Queen Mab - Illustration by Tom Leedy


                                                  Mercutio to Romeo:

                                                  O, then I see Queen Mab hath been with you.

                                                  She is the fairies' midwife, and she comes

                                                  In shape no bigger than an agate stone

                                                  On the forefinger of an alderman,

                                                  Drawn with a team of little atomies

                                                  Over men's noses as they lie asleep;

                                                  Her wagon spokes made of long spinners' legs,

                                                  The cover, of the wings of grasshoppers;

                                                  Her traces, of the smallest spider web;

                                                  Her collars, of the moonshine's wat'ry beams;

                                                  Her whip, of cricket's bone; the lash, of film;

                                                  Her wagoner, a small grey-coated gnat,

                                                  Not half so big as a round little worm

                                                  Pricked from the lazy finger of a maid;

                                                  Her chariot is an empty hazelnut,

                                                  Made by the joiner squirrel or old grub,

                                                  Time out o' mind the fairies' coachmakers.

                                                  And in this state she gallops night by night

                                                  Through lovers' brains, and then they dream of love;

                                                  O'er courtiers' knees, that dream on curtsies straight;

                                                  O'er lawyers' fingers, who straight dream on fees;

                                                  O'er ladies' lips, who straight on kisses dream,

                                                  Which oft the angry Mab with blisters plagues,

                                                  Because their breaths with sweetmeats tainted are.

                                                  Sometimes she gallops o'er a courtier's nose,

                                                  And then dreams he of smelling out a suit;

                                                  And sometimes comes she with a tithe-pig's tail

                                                  Tickling a parson's nose as 'a lies asleep,

                                                  Then dreams he of another benefice.

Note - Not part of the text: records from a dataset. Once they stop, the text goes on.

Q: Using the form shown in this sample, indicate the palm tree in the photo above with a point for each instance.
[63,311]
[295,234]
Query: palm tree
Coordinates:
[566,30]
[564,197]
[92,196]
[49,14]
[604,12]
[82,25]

                                                  Sometimes she driveth o'er a soldier's neck,

                                                  And then dreams he of cutting foreign throats,

                                                  Of breaches, ambuscadoes, Spanish blades,

                                                  Of healths five fathom deep; and then anon

                                                  Drums in his ear, at which he starts and wakes,

                                                  And being thus frighted, swears a prayer or two

                                                  And sleeps again.  This is that very Mab

                                                  That plats the manes of horses in the night

                                                  And bakes the elflocks in foul sluttish hairs,

                                                  Which once untangled much misfortune bodes.

                                                  This is the hag, when maids lie on their backs,

                                                  That presses them and learns them first to bear,

                                                  Making them women of good carriage,

                                                  This is she!